Stanford Intellectual Vitality Essay Gcse Art Coursework 2010
(650 word limit.) January 9th, 2007 was not your average Tuesday. CST, Steve Jobs was scheduled to deliver his highly anticipated Mac World keynote.
Like other Apple fanatics, I anticipated something huge and knew I couldn’t miss watching Jobs unveil Apple’s next genius innovation.
What came next was a prototype, and then growth: from a dozen players on my development server to more than a hundred players on my first 24/7 server. Just a few months later my infrastructure built on Java, Ruby, Mongo DB, and Nginx was exploding with new subscribers and became “The Overcast Network.” By 2013 I was seeing nearly 100,000 unique users and more than 1,000,000 page views per week.

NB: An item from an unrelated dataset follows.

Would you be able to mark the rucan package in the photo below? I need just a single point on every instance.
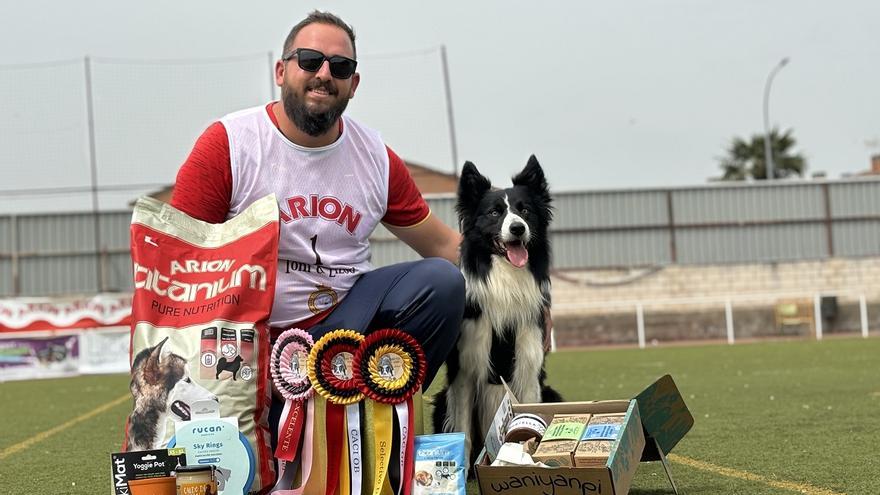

Then came an idea: develop team combat matches organized by server plug-ins on unique Minecraft maps, a concept no one else had yet brought to market.At age 12, I rented my first server and became fluent in multiple programming languages.In 8th grade, I didn’t just go to school; I spent time each day monitoring my servers and maintaining more than a dozen websites for local businesses and nonprofits.Some students have a background or story that is so central to their identity that they believe their application would be incomplete without it.If this sounds like you, then please share your story.At age 15, I had the idea that would become my next business.Enter Minecraft, the defining game of my generation.The following are my responses to the main Common App essay and the Stanford application questions. There are a lot of people more qualified than me that got denied.You're welcome to read them to try and understand how I got "in" to Stanford, or just for fun. Even though they may have been more qualified, I beat them when it came to the essays.I was unaware at the time how that purchase would significantly kindle my computer science curiosity. I spent hours learning about it while my parents spent hours screaming: “Too much screen time!” At age 11, I was authoring hacky programs and writing bits of code.